We have been using the file storage for a little more than 3 months on servers with 16GB of RAM and a file storage of 30GB. Recently, because of an application configuration error, the size of the cache grew from its usual maximum of 6GB to 20GB+.
Since the system only has 16GB, the kernel now needs to choose which pages to keep in RAM. When a dirty mmap'ed page needs to be released the kernel will write the changes to disk before doing so. More than that, the linux kernel will proactively write dirty mmap'ed pages to disk.
On a Varnish server with this setup or any other application that uses mmap() for large files, the situation translates to constant disk activity.
At some point the varnish worker process will be blocked by a kernel IO call. The Varnish manager process, with no way to tell what's happening to the child, believes it has stopped responding and kills it. The log entries below are typical:
00:30:10.395590 varnishd[22919]: Child (22920) not responding to ping, killing it.
00:30:10.395622 varnishd[22919]: Child (22920) not responding to ping, killing it.
00:30:10.417309 varnishd[22919]: Child (22920) died signal=3
At this point you lose your cached data and the system goes back to normal. After some time, the size of the cache will grow to be larger than your server's RAM again, repeating the kill-restart cycle.
You could choose to give the client more time to respond to the manager process' ping requests. This is done by increasing the default value of cli_timeout from 10 seconds (e.g. varnish -p cli_timeout=20) but this is merely masking the issue. The real issue is that the Linux kernel is busy writing dirty pages to disk.

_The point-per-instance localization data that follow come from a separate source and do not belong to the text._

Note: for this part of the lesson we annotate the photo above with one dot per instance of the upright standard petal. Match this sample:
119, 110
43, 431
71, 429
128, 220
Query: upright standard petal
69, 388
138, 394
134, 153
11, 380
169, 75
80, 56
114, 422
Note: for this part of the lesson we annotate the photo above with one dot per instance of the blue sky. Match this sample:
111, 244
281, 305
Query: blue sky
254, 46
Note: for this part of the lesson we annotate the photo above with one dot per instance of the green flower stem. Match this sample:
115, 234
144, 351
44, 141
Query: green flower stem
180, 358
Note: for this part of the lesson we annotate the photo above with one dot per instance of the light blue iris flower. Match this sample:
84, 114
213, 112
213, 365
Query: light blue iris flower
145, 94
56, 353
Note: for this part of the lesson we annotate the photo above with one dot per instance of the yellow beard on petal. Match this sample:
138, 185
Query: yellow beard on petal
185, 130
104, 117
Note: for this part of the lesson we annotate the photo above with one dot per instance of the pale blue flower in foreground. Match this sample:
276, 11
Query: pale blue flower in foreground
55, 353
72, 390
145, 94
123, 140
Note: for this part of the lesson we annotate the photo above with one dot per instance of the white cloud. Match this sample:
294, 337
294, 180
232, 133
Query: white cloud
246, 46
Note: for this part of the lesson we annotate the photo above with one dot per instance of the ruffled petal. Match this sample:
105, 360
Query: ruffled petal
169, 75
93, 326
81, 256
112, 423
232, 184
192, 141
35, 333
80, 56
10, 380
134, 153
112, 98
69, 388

There are parameters you can use to control how much time the kernel spends writing dirty mmap pages to disk. I have spent some time fine-tuning the parameters below with little results:
/proc/sys/vm/dirty_writeback_centisecs
/proc/sys/vm/dirty_ratio
/proc/sys/vm/dirty_background_ratio
In RHEL 5.x kernels you can completely disable committing changes to mmap'ed files:
echo 0 > /proc/sys/vm/flush_mmap_pages
Short of reducing the file storage size to fit in RAM, this is the best solution I found so far. Be aware that using this with the upcoming persistent storage in Varnish is a really bad idea as you risk serving corrupt and/or stale data. This is only acceptable because the mmap'ed data, in this setup, is superfluous: varnish throws away the cache on restart and it can always fetch the object from the backend.

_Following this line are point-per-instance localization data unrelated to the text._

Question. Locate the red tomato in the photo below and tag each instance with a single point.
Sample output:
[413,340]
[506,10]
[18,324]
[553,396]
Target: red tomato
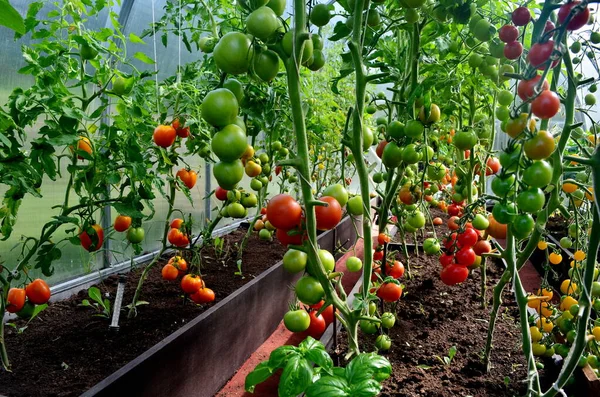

I have asked Red Hat if they plan to keep the flush_mmap_pages setting in RHEL 6 but haven't received a response yet. They did, however, confirm that msync() calls are honoured and dirty pages being evicted from RAM are committed to disk.
1 comment:
Have you tried the simple cache in nginx? Would be interested in hearing your results.
It's using the file system for storing individual objects, thus side-stepping the whole issue of allocating a big honk of memory and having to use a hoard of threads to scale. I read somewhere that Varnish is using the big honk to avoid the overhead of the file system, but actually nginx is faster at caching than Varnish in my simple tests.

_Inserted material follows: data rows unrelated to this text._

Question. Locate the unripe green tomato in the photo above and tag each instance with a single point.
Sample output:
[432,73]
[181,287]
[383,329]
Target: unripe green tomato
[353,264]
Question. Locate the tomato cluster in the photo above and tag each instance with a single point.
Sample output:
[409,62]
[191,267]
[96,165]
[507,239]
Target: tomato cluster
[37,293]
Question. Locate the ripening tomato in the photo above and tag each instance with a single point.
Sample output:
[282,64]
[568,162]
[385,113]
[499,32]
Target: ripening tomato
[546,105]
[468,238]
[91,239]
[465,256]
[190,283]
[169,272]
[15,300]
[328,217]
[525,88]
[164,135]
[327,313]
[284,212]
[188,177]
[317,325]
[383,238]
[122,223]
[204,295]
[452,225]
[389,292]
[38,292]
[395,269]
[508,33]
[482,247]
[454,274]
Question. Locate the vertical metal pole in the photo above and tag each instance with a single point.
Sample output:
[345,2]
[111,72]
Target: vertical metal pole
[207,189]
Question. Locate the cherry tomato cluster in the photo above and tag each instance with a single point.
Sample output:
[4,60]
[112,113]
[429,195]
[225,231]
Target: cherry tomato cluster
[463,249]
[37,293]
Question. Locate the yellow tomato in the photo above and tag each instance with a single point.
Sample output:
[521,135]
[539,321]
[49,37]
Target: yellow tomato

Of course, relying on the disk is only ever going to work if you only need it sporadically, if you have a constant high rate of random writes on a spinning disk, you're toast no matter what you do. I guess an intelligent cache would try to detect this and start throwing away objects rather than saving them. nginx has a simple proxy_cache_min_uses you can set to at least catch a simple each-object-is-different problem.